Kuiper's statistic is a good measure for the difference of ideal distribution and empirical distribution in the goodness-of-fit test. However, it is a challenging problem to solve the critical value and upper tail quantile, or simply Kuiper pair, of Kuiper's statistics due to the difficulties of solving the nonlinear equation and reasonable approximation of infinite series.
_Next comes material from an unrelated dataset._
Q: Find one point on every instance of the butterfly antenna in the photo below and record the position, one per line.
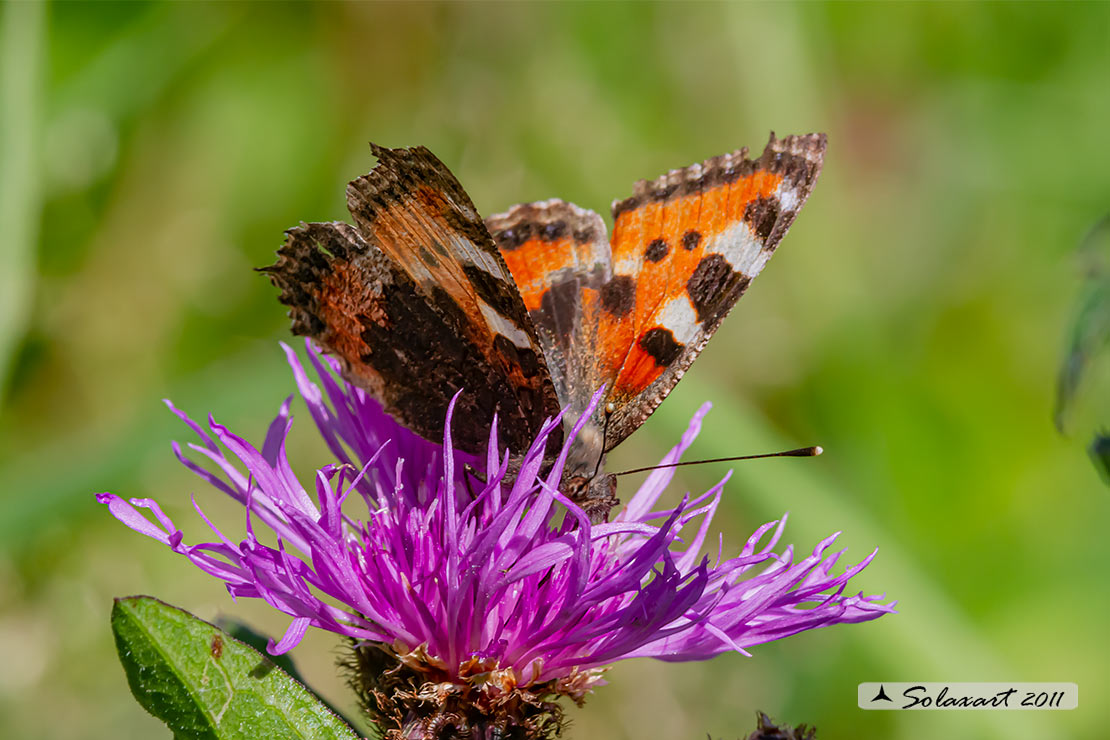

The pioneering work by Kuiper just provided the key ideas and few numerical tables created from the upper tail probability $\alpha$ and sample capacity $n$, which limited its propagation and possible applications in various fields since there are infinite configurations for the parameters $\alpha$ and $n$. In this work, the contributions lie in three perspectives: firstly, the second order approximation for the infinite series of the cumulative distribution of the critical value is used to achieve higher precision; secondly, the principles and fixed-point algorithms for solving the Kuiper pair are presented with details; finally, an error in Kuiper's table of critical value is discovered and fixed. The algorithms are verified and validated by comparing with the table provided by Kuiper. The methods and algorithms proposed are enlightening and worthy of introducing to the college students, computer programmers, engineers, experimental psychologists and so on.

翻译：Kuiper统计量是拟合优度检验中衡量理想分布与经验分布差异的良好度量。然而，由于求解非线性方程及对无穷级数进行合理逼近存在困难，求解Kuiper统计量的临界值与上尾分位数（简称Kuiper对）是一项具有挑战性的课题。Kuiper的前驱性工作仅提供了关键思想及基于上尾概率$\alpha$和样本容量$n$生成的少量数值表格，这限制了该方法在多个领域的推广与潜在应用，因为参数$\alpha$和$n$存在无穷多种配置。本文的贡献体现在三个方面：首先，采用临界值累积分布无穷级数的二阶近似以获得更高精度；其次，详细阐述了求解Kuiper对的原理与定点算法；最后，发现并修正了Kuiper临界值表格中的一处错误。通过与Kuiper提供的表格进行对比，验证了算法的有效性。本文提出的方法与算法具有启发性，值得向大学生、计算机程序员、工程师、实验心理学家等群体推广。